L'expert explique que ces causes ont contribué à la survenance du sinistre, certaines de manière prépondérante, à savoir la décompression du terrain et les infiltrations en sous-sol, mais aussi le mode constructif de l'immeuble et certaines interventions sur cet immeuble, et d'autres par simple aggravation. Il ressort ainsi du rapport d'expertise que les infiltrations d'eau, même de faible importance, au travers de la toiture et qui ont perduré pendant seize mois en raison d'un différend entre les compagnies d'assurances, ont fragilisé le bâtiment déjà soumis à une décompression du terrain, à une altération et une déformation des murs de façade en raison des remontées capillaires sur des murs qui ne respiraient pas.

La SCI Cristofol serait donc fondée à rechercher la garantie de la MAAF, assureur de M. [D], sur le fondement de l'article 1792 du code civil pour les dommages résultant des infiltrations en toiture et rendant l'immeuble impropre à sa destination, s'il s'agissait de réparer les désordres affectant les travaux. Or ces dommages incluant les travaux de reprise ont été pris en charge en 2010 à la suite du sinistre de 2008. Et en l'occurrence, la SCI Cristofol demande l'indemnisation de désordres, causés par ces dommages, aux parties existantes de l'immeuble six ans plus tard. En son article 5, le contrat d'assurance de M. [D] prévoit qu'est garantie la responsabilité de l'assuré lorsque les parties existantes du bâtiment ayant fait l'objet de travaux sont endommagées à condition que (...) les dommages aux parties existantes soient la conséquence directe et exclusive de l'exécution des travaux. Or à l'évidence l'éboulement d'une partie du mur de façade n'est pas la conséquence exclusive ni même directe des travaux effectués par M. [D] en 2008, que ce soit les travaux en toiture ou la création d'un balcon. A ce titre la garantie de la MAF n'est pas mobilisable.

Par contre la SCI Cristofol recherche en outre la responsabilité de la MAAF pour faute en raison des conséquences de la prise en charge tardive par celle-ci du sinistre imputable à son assuré au titre de l'activité déclarée de couvreur de celui-ci. Ainsi que l'explique l'expert, les infiltrations même petites en toiture qui ont perduré pendant seize mois en raison de la prise en charge tardive de la MAAF ont participé au sinistre par aggravation des désordres qui en sont la cause.
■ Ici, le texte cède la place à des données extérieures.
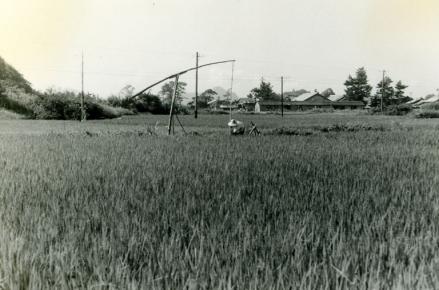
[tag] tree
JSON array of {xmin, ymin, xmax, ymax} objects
[
  {"xmin": 134, "ymin": 93, "xmax": 165, "ymax": 114},
  {"xmin": 248, "ymin": 79, "xmax": 280, "ymax": 100},
  {"xmin": 160, "ymin": 81, "xmax": 187, "ymax": 104},
  {"xmin": 371, "ymin": 77, "xmax": 395, "ymax": 107},
  {"xmin": 197, "ymin": 89, "xmax": 218, "ymax": 108},
  {"xmin": 344, "ymin": 67, "xmax": 372, "ymax": 102},
  {"xmin": 394, "ymin": 81, "xmax": 412, "ymax": 105}
]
Les travaux effectués par M. [D] n'ayant participé que de manière modérée à la survenance du dommage, et seuls les travaux sur la toiture étant concernés, 5% du sinistre sera mis à la charge de l'assureur, sans que celui-ci puisse opposer à la SCI la franchise et les plafonds de garantie du contrat d'assurance de M. [D], la condamnation de la MAF résultant de ses propres fautes dans la survenance du dommage.

La SCI Cristofol invoque également la garantie de son assureur, la MAIF. En page 23 des conditions générales du contrat, il est précisé que l'assuré est couvert lorsque ses biens sont endommagés à la suite des événements accidentels suivants :

- (...) dégâts des eaux, et il est ajouté qu'en cas de souscription de la formule (...) Sérénité, l'assuré est également couvert dans tous les autres cas où ses biens sont endommagés à la suite d'un accident.
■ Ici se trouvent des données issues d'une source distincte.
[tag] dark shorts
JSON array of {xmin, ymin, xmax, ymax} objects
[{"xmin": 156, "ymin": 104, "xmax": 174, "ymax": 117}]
La SCI soutient que son immeuble s'est effondré, ce qui constituerait l'accident alors que l'effondrement du mur de façade constitue le sinistre, et il y a lieu de rechercher si ce sinistre est intervenu à la suite d'un accident. Or les investigations expertales mettent en évidence que l'effondrement de l'immeuble résulte de la conjonction de phénomènes lentement évolutifs et non d'un événement accidentel qui s'entend d'une action soudaine. C'est donc à juste titre que la MAIF dénie sa garantie accident.

Au titre de la garantie dégât des eaux, les dommages matériels affectant les biens immobiliers assurés sont garantis lorsqu'ils proviennent :

- de fuites, ruptures, débordements ou refoulements des conduites d'alimentation ou d'évacuation d'eau et des appareils qui y sont raccordés,

- du débordement ou renversement de récipients,

- d'infiltrations à travers les murs, façades, toitures, ciels vitrés, balcons et terrasses, joints d'étanchéité aux pourtours des installations sanitaires et au travers des carrelages.
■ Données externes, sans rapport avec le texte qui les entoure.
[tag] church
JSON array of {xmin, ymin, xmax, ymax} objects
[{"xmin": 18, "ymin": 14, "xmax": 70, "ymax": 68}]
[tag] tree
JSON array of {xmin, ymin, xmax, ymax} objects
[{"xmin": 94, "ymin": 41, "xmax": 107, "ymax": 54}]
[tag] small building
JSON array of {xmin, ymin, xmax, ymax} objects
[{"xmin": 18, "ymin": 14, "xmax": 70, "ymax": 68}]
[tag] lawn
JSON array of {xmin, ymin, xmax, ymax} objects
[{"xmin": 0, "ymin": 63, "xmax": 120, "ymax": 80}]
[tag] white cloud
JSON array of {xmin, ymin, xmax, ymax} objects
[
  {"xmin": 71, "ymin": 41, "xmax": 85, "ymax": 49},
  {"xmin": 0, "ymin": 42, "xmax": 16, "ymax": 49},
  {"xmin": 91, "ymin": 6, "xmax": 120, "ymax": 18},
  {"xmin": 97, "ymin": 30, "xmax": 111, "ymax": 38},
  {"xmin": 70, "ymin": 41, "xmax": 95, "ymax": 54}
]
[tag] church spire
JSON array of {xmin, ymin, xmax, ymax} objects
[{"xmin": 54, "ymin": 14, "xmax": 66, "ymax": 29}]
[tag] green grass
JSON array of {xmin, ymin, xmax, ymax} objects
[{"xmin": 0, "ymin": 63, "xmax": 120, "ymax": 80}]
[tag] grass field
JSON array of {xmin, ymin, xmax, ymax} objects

Et sont exclus de la garantie les dommages causés par l'humidité ou la condensation lorsqu'ils ne sont pas la conséquence directe d'un événement garanti.

Les remontées capillaires non visées dans la liste ci-dessus ne sont pas comprises dans les risques garantis et les dommages en résultant sont exclus de la garantie. Seules les infiltrations en toiture rentrent dans le champ d'application de la garantie dégât des eaux. Encore faut-il cependant que les dommages matériels aient été causés directement par l'eau. Or ces infiltrations ne sont pas la cause directe de l'effondrement de la façade mais ont simplement conduit à une aggravation de la dégradation du mur.

La garantie dégât des eaux n'est donc pas non plus applicable à l'effondrement du mur.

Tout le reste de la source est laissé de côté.